Later traditions added geography. The five rivers: Styx (hatred), Acheron (sorrow), Lethe (forgetfulness), Phlegethon (fire), and Cocytus (lamentation). Charon the ferryman, who charged an obol (coin) for passage, which is why the Greeks placed coins in the mouths or on the eyes of their dead. Cerberus, the three-headed dog who guarded the gate: anything could enter, nothing could leave.
Plato added judgment. In the Gorgias (523a-524a), he described three judges of the dead: Minos, Rhadamanthys, and Aeacus. They assigned the dead to the Isles of the Blessed (for the virtuous), the Asphodel Meadows (for the ordinary), or Tartarus (for the wicked). This tripartite afterlife influenced every later Western conception of the afterworld, from Virgil’s Aeneid (Book 6) through Dante’s Commedia.

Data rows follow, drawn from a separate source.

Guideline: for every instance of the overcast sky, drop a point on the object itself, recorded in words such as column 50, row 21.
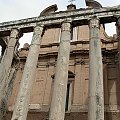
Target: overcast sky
column 21, row 9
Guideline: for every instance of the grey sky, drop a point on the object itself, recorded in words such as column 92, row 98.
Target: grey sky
column 21, row 9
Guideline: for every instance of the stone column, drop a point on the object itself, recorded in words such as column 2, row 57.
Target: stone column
column 57, row 109
column 118, row 37
column 5, row 68
column 96, row 99
column 22, row 103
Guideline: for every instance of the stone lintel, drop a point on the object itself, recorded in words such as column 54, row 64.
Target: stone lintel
column 106, row 15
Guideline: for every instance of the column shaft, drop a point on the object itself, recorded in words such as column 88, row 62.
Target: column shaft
column 118, row 37
column 57, row 109
column 5, row 67
column 96, row 101
column 22, row 103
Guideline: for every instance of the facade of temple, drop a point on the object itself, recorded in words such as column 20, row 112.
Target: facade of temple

Pausanias recorded only one temple of Hades in all of Greece, at Elis. It opened once a year. Only the priest could enter. The dead do not need temples.
Not a Devil
The conflation of Hades with Satan is a post-classical development. In the Greek New Testament, the word “Hades” (ᾅδης) was used to translate the Hebrew Sheol, the shadowy abode of the dead. The King James Bible translated Hades as “hell” in most occurrences (Acts 2:31, Revelation 1:18, 6:8, 20:13-14). The Latin Vulgate used “infernus.” By the medieval period, the Greek underworld ruler and the Christian adversary had been merged in popular imagination.

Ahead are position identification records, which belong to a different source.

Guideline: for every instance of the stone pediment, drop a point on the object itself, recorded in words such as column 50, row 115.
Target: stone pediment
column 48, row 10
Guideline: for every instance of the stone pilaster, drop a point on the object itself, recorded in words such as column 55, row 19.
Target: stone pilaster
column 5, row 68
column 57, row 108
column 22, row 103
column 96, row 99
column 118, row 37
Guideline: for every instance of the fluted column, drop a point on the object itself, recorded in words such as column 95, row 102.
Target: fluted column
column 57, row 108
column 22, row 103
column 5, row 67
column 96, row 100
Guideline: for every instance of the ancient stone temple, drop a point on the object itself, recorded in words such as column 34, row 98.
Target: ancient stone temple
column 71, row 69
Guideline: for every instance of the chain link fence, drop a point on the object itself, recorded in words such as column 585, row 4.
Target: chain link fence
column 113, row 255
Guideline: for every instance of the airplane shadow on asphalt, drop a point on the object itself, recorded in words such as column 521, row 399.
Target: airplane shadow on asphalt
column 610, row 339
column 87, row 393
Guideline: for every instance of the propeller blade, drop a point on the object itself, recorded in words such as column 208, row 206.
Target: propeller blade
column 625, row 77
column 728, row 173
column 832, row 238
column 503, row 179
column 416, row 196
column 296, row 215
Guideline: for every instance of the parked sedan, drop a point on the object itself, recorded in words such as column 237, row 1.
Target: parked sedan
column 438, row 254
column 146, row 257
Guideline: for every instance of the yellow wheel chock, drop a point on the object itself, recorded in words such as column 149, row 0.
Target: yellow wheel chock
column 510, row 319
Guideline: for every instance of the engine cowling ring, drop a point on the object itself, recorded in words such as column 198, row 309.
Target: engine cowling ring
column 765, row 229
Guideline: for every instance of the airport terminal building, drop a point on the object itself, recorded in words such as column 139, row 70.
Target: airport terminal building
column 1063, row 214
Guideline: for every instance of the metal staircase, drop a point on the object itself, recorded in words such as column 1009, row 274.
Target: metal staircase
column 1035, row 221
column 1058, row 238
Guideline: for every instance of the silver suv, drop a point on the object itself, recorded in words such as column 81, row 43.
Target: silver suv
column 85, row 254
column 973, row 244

But Hades was not an adversary. He did not rebel against Zeus. He did not tempt humanity. He did not punish the dead (punishment in Tartarus was carried out by the Erinyes, not by Hades personally). He was the necessary endpoint. The crops that Demeter caused to grow would eventually be consumed. The mortals who ate them would eventually die. And when they died, Hades received them. The cycle required all three brothers: Zeus for the sky and weather, Poseidon for the sea and storms, Hades for the destination everyone reached.
The Orphic tradition offered an alternative. Orphic initiates carried gold tablets with instructions for navigating the underworld, avoiding the waters of forgetfulness, and reaching the meadows of the blessed. They addressed Persephone, not Hades. The Mysteries at Eleusis promised that initiates would experience something better than the gray existence Homer described. The alternative to Hades’ default was not escape from death but a different quality of death, won through initiation.
The Parallel
Osiris ruled the Egyptian underworld and judged the dead. Ereshkigal ruled Irkalla, the Mesopotamian land of no return. Yama presided over the dead in Vedic and later Hindu tradition. Each culture that developed a complex afterlife theology needed a ruler for it.

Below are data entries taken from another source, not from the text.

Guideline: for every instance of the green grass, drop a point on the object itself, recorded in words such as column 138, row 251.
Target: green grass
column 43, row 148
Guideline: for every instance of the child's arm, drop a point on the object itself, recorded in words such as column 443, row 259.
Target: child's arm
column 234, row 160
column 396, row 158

Hades is distinctive in what he lacks. He has no death-and-resurrection cycle (unlike Osiris, who was killed and reassembled). He does not judge the dead personally (unlike Osiris, who weighed hearts against a feather). He does not punish. He is not a psychopomp (Hermes leads the dead to him; Hecate carries the torches). He is the destination, not the journey. He sits on his throne and waits, because the dead always come.
The Greeks did not love Hades. They did not build him temples. They did not sing him hymns at festivals. They turned their faces away when they sacrificed black animals in his name. He was the one god who never needed worshippers, because unlike every other deity on Olympus, he never lacked for subjects.